On 9 Jun 2008, at 05:51, Patrick Quinn-Graham wrote:
Considering it's an interactive programming shell, and it tells you exactly how to quit, I disagree. If it just said "No. Invalid syntax. You're doing it wrong" without providing any hint as to how to fix it, then I'd agree. It even says "or Ctrl+D". Ctrl+C should be as helpful - I'll accept that.
Eh... Python is my favourite programming language (i.e. the one I generally hate the least), but I'd disagree with that. quit/exit are intended (nearly-?) exclusively for use in the interactive interpreter, and given that, I think it's rather unreasonable for them to be callable objects in the global __builtins__ namespace available everywhere to every Python script. I'm certain that using exit() non- interactively would be frowned upon in favour of sys.exit() and such.
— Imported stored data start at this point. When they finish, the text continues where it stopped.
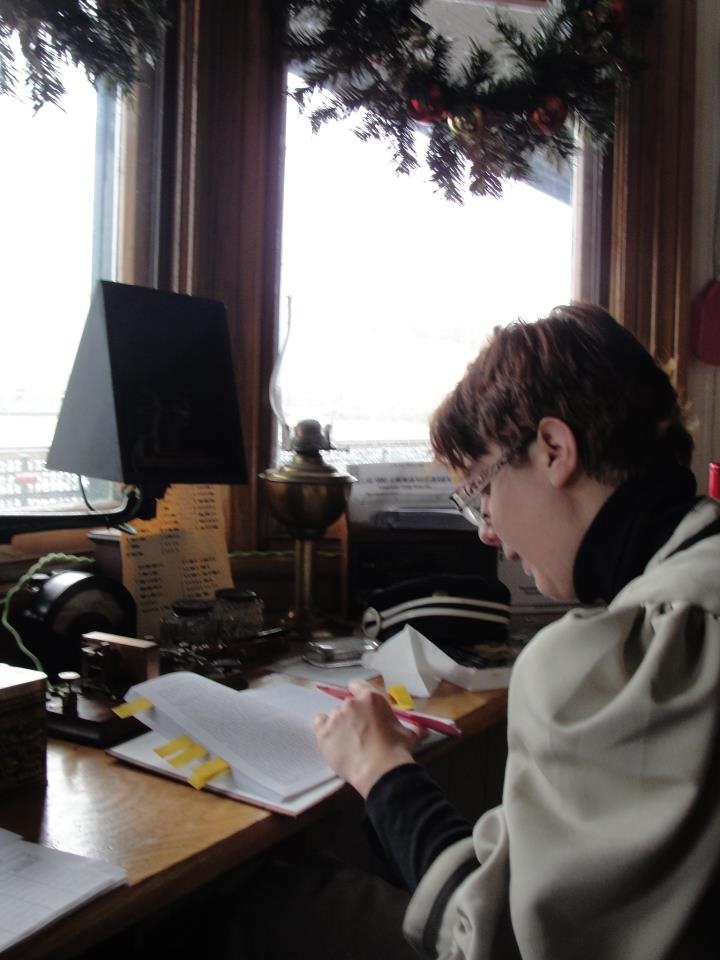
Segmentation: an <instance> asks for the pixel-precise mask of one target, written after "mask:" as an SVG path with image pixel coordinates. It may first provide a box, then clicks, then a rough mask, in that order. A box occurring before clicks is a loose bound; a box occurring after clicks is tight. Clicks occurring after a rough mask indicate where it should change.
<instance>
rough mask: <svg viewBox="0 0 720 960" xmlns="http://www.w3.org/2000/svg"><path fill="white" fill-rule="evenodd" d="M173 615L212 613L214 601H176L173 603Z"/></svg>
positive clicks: (183, 614)
mask: <svg viewBox="0 0 720 960" xmlns="http://www.w3.org/2000/svg"><path fill="white" fill-rule="evenodd" d="M172 608H173V613H177V614H178V616H181V617H182V616H189V615H192V614H194V613H195V614H197V613H210V611H211V610H212V601H210V600H174V601H173V603H172Z"/></svg>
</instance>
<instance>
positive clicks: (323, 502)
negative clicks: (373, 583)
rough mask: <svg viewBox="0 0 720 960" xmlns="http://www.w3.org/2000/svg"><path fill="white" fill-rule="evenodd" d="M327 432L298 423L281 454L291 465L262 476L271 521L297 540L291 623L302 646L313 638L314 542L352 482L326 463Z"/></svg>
mask: <svg viewBox="0 0 720 960" xmlns="http://www.w3.org/2000/svg"><path fill="white" fill-rule="evenodd" d="M329 434H330V431H329V428H328V427H326V428H325V429H324V430H323V428H322V427H321V426H320V423H319V422H318V421H317V420H301V421H300V423H298V424H297V426H296V427H295V430H294V432H293V433H292V435H291V436H290V437H289V438H288V439H287V442H286V445H285V448H286V449H290V450H292V451H293V457H292V460H291V461H290V462H289V463H287V464H285V465H284V466H282V467H279V468H278V469H276V470H266V471H265V472H264V473H261V474H260V479H261V480H262V481H263V485H264V489H265V493H266V495H267V498H268V505H269V507H270V510H271V512H272V513H273V516H274V517H275V518H276V519H277V520H279V521H280V523H282V524H283V525H284V526H286V527H287V528H288V529H289V531H290V535H291V536H292V537H293V538H294V540H295V570H294V604H293V609H292V610H291V612H290V614H289V620H290V623H291V625H292V627H293V628H294V630H295V631H296V633H297V634H298V636H299V637H301V638H302V639H304V640H310V639H312V637H313V627H314V625H315V624H316V617H315V614H314V611H313V580H314V570H313V567H314V541H315V540H319V539H320V538H321V537H322V536H323V534H324V533H325V531H326V530H327V528H328V527H329V526H330V524H332V523H334V522H335V520H337V519H338V518H339V517H341V516H342V514H343V513H344V511H345V510H346V508H347V503H348V498H349V495H350V488H351V486H352V484H353V483H354V481H355V478H354V477H351V476H350V474H348V473H341V472H339V471H338V470H336V468H335V467H333V466H331V465H329V464H327V463H325V461H324V460H323V458H322V454H321V453H320V451H321V450H332V449H333V447H332V444H331V442H330V435H329Z"/></svg>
All in all, they're basically intended only to be used as commands to the interactive interpreter, and as such, I'd find it perfectly reasonable to special-case them as statements available in the interactive shell.
(Not that it's a big deal. I always just do Ctrl+D anyway; that way I don't need to remember whether the particular language/shell I'm using wants "quit" or "exit" or "bye" or "gtfo" or "begone with thee, knave" (that one's Perl 6) or what.)